The future seemed grim for the Australian PC industry following the closure of Dick Smith and Toshiba, as well as preliminary findings by both IDC and Gartner predicting a decline in global PC shipments.
"Seasonal impact seemed to have been minimal, as the market bounced back after a sluggish start in the first half of the year due to Dick Smith and Toshiba exiting from the market," said Sagar Raghavendra, client devices analyst at IDC Australia.
"Harvey Norman's Modern PC program also seems to have contributed to this growth in the consumer segment."
The majority of the growth was driven by the commercial segment, at 6 percent year on year, while the consumer segment experienced a growth of 1 percent year on year, according to IDC.
Early inventory stocks for the holiday season and continued deployments in state education departments also contributed to this growth.
The notebook and desktop PC market grew by 3.2 percent year on year, while the convertible form factor grew at 91 percent year on year.

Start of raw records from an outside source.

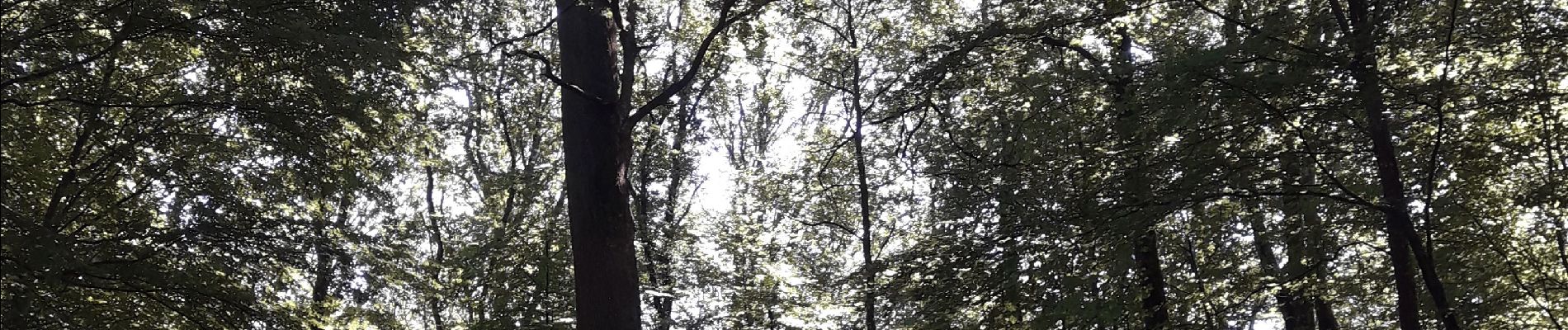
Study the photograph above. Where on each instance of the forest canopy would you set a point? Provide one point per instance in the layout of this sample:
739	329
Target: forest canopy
612	165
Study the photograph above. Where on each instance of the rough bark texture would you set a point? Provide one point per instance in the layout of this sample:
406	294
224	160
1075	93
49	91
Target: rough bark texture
596	146
1145	235
1402	237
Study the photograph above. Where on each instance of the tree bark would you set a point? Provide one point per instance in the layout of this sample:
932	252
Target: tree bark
596	146
1402	237
1145	235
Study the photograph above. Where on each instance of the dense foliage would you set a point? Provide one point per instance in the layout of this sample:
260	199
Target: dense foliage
784	165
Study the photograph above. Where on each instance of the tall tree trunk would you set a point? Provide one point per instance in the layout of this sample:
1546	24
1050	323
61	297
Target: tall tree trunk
438	241
1402	237
596	146
1292	307
1145	233
1313	238
867	271
679	169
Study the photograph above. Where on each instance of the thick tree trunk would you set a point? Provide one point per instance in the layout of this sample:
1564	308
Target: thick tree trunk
596	146
1402	237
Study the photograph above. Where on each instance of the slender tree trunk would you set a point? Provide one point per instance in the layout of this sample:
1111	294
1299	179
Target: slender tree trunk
679	167
1292	309
1402	237
1145	233
439	243
867	271
1315	239
596	146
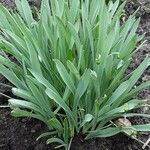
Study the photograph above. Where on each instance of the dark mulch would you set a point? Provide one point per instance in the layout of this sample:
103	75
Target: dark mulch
21	134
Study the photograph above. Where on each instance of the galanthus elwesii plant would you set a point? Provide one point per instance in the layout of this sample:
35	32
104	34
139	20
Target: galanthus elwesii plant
70	64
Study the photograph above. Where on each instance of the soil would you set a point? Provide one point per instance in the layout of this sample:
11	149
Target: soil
21	133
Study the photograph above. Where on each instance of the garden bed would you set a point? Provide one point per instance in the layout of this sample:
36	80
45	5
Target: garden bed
21	134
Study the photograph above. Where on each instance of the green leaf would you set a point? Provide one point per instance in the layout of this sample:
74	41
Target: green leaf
65	75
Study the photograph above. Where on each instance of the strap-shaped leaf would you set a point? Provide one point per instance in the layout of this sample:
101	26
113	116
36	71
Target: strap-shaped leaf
65	75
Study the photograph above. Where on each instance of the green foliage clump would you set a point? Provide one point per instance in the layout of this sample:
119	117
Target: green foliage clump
70	67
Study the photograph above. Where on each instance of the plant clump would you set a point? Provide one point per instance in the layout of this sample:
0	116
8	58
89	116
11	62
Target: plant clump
70	68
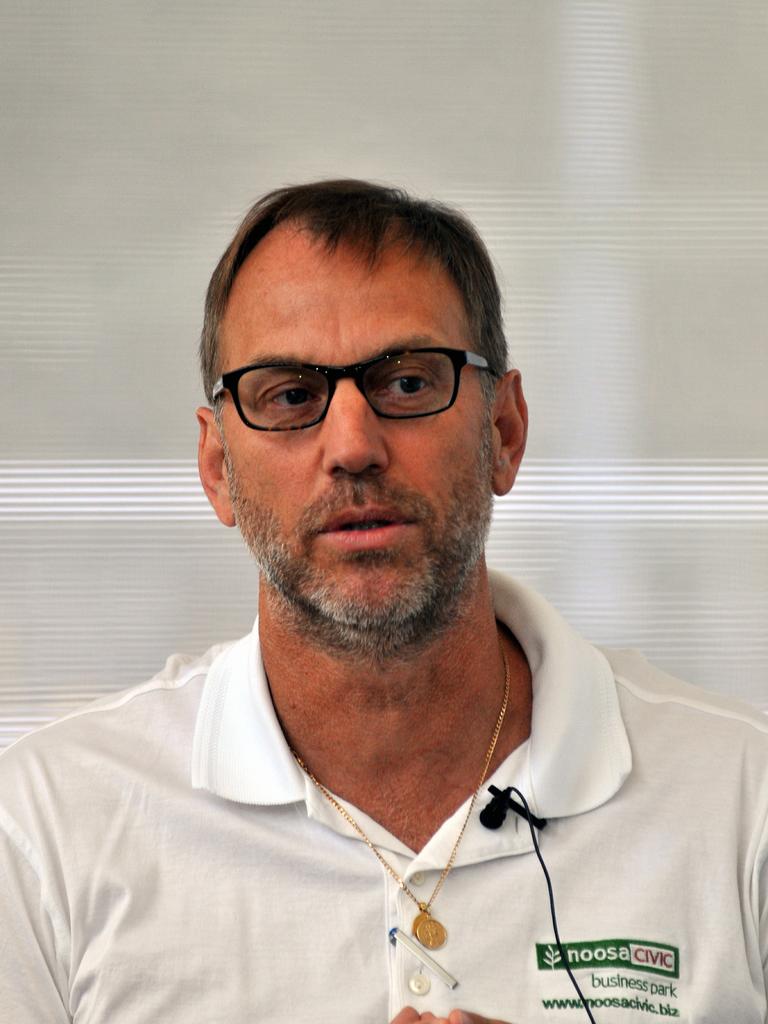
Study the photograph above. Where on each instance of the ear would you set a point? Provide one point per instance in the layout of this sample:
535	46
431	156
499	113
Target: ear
211	466
510	429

"Increasing number of corporate and public sector agencies are deploying convertibles in large numbers; there is a healthy competition in the market between convertibles and detachables," Raghavendra said.
HP leads Australian PC market, with a market share of 28.1 percent, a 4.8 percent increase from the previous year. Coming in at second place is Lenovo, with a market share of 18.8 percent, followed by Dell, at 15.5 percent.
Apple's market share is sitting at 12.8 percent, a 5.3 percent decline from the previous year, while Acer increased its share by 1.5 percent to 10.8 percent.
The upward trend in the PC market follows local reports of Samsung talking with Lenovo to sell its entire PC portfolio for an estimated $850 million. Samsung, however, later gave a statement refuting the rumour.
If the sale does go through, it will follow Samsung's sale of its printing business to US giant HP for over $1 billion, which was approved in October.
According to web analytics company StatCounter, internet usage on mobile devices also exceeded usage on PCs for the first time worldwide in October.